The markets all around the globe have been extremely volatile since a while. However the Fed rate declaration is such an effect that creates huge ups and downs in the world markets and this has been in effect since a long time. In such a situation where the U.S. economy is feared to suffer recession, this event holds even more importance. Even a slightest lower interest rate hike or vice versa can give a huge movement to the global indices. The reason behind the same is the U.S. casts its economic effects on the entire world. This is because of the various ways by which the U.S. government has been dominating the world.
Whether an economy wants its system to get affected by the U.S. decisions or not is completely beyond their control. The FII and FDI investments in their countries are dependent on the decisions made by Fed and other policy changes. This means that the penetration in the economy from the FII affects the entire market flow and this is why Indian markets are currently suffering from the Fed rate hike event.
The Indian stock market was well placed to continue its upside rally a week before. The reason was strong movement in the Banking stocks and the FII fueling the markets with money. However due to the Fed rate hike date coming closer the FII pulled out their money and even the traders were feared of a huge market fall. A huge fall did not come into effect, however the markets lost their momentum again and the Nifty50 is stuck in the range of 17500 to 17700 levels. The current Nifty50 levels suggest that the markets will go up to 17350 levels if they break 17500 and they can also go to 17850 levels if they break the 17700 hurdle.
Information Technology Sector
The major obstacle that the Indian indices are falling for their growth is the Technology Sector. The Tech Companies are near their 52 week lows and the reason is because they have their major clients based in the U.S. and Europe. Thus any effect in these candies will have a direct effect on their business. The U.S. economy is currently on the verge of facing a recession and this is why the tech Companies are facing a daily sell off and their valuation are near the 52 week lows. Also the tech companies have a holding of 12.38% in the Nifty 50 index.

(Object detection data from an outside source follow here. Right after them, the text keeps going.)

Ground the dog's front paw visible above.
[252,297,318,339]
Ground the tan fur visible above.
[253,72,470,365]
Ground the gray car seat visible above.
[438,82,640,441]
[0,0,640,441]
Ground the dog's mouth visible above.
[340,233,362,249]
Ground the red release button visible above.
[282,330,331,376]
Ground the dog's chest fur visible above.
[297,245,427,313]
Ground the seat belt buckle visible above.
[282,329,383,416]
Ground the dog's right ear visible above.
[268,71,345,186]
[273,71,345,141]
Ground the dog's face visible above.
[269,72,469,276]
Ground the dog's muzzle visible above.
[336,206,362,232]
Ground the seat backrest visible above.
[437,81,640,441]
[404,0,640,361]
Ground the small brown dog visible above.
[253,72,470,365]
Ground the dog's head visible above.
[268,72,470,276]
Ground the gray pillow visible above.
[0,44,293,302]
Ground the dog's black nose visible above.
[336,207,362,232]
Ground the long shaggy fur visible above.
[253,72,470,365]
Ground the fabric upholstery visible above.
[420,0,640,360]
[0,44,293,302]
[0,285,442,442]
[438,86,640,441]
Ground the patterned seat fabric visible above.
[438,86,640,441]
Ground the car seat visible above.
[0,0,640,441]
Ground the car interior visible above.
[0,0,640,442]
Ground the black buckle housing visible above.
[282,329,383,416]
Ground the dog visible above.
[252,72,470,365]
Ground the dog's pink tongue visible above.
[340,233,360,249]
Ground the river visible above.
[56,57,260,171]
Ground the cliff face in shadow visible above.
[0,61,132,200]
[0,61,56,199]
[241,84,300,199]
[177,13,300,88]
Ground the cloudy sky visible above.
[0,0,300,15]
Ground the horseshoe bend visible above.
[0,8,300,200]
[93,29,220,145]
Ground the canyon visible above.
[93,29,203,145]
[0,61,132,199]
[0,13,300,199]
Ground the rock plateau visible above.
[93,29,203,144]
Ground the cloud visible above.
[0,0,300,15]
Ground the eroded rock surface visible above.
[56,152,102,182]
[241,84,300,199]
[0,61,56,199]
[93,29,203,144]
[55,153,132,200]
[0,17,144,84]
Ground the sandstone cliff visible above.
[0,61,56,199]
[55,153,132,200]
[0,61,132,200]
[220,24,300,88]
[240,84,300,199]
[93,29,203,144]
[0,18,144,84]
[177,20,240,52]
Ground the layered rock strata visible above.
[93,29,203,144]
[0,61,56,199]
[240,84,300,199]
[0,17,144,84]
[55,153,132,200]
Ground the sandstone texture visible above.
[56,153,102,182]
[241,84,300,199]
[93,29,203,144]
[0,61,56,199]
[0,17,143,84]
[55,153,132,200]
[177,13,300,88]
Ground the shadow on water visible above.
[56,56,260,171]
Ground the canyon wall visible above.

So the Nifty50 not crossing the 18000 range with a major momentum is because of these tech companies. The fed rate hike would affect the lending rate of the U.S. banks and hence the business spending would reduce from the U.S. companies. Thai would have a direct effect on the Tech Business in that location.
The Indian markets reacted well to the 75 basis points hike from the Fed. Under normal circumstances such a huge rate hike would mean the markets will be completely trailing in a huge red zone. However the Nifty50 and Bank Nifty reacted less than 1% and1.5% respectively. This means that the Nifty50 is stabilized currently until the next Fed rate hike or the RBI increasing the rates again. With such a movement one can be assured that the markets won’t go below the 17000 range until there is a huge news that forces the markets to break every support level.
However until the entire momentum is turned bullish again the markets won’t be able to cross the all time highs as well. One can expect a movement above 18000 but that could again take some more time. The reason is, Fed’s announcement of a constant 75 basis points hike in every meeting or even more hike until the end of this year. So every time the Fed announces the rate hike, the markets would suffer.
Not only the stock market but the currency of India is also suffering due to the constant rate hikes. With the rate hike INR or Indian Rupee went down by 90 paisa. This means that the Rupee is now at an all time low of 80.86 Rupee per dollar.
On one side where the Indian Finance Minister has assured the people of India that the country will not go into recession, U.K.’s economy is already suffering from recession. The U.S. is close to getting affected from recession. This has been one of the major reasons why the FII and FDI investments are constantly returning to the Indian markets in a timely manner. One can expect a steady growth in the upcoming time in the Indian stock markets. The major bets are placed on the Indian Financial Sector as it holds more than 39.47% weightage in the Nifty50.